Bronchial asthma

Introduction

This is an obstructive condition in which widely spread narrowing of the respiratory airways can change severity over short period of time, either spontaneously or under treatment, and it isn’t a cardiovascular disease. The symptoms of this disease are wheeze ,chest tightness, cough and shortness of breath, often worse at night .

Classically asthma has 3 characteristics:

  • Air flow limitation which is usually reversible spontaneously or with treatment.
  • Airway hyperresponsiveness to a wide range of stimuli.
  • Bronchial inflammation with T lymphocytes, mast cells, eosinophils, smooth muscle hypertrophy, matrix deposition, mucus plugging and epithelial damage.

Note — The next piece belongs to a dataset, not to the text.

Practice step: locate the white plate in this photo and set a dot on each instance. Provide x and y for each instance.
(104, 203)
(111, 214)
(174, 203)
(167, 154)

The National heart and lung and blood institutes secound expert panel on the management of asthma defined bronchial asthma as ” a chronic inflammatory disorder of the airways in which many and cellular elements play a role, in particular ,mast cells, eosinophils, T lympocytes and epithelial cells.

Prevalence

The prevalence of Asthma increased steadily over the end part of the last century, beginning in the developed and then in the developing world. Present estimates suggest that asthma affects 300 million people worldwide, with a predicted other 100 million people affected by 2025. The socio-economic impact is huge, as poor control leads to days lost from school or work, unscheduled health-care visits and hospital admission. The development and course of the disease, and the response to treatment, are influenced by genetic determinants. The quick rise in prevalence implies that environmental factors are critically important in the development and describing of the disease. Upto now, studies have explored the potential role of indoor and outdoor allergens, microbial exposure, diet, vitamins, breastfeeding, tobacco smoke, air pollution and obesity but no clear consensus has emerged.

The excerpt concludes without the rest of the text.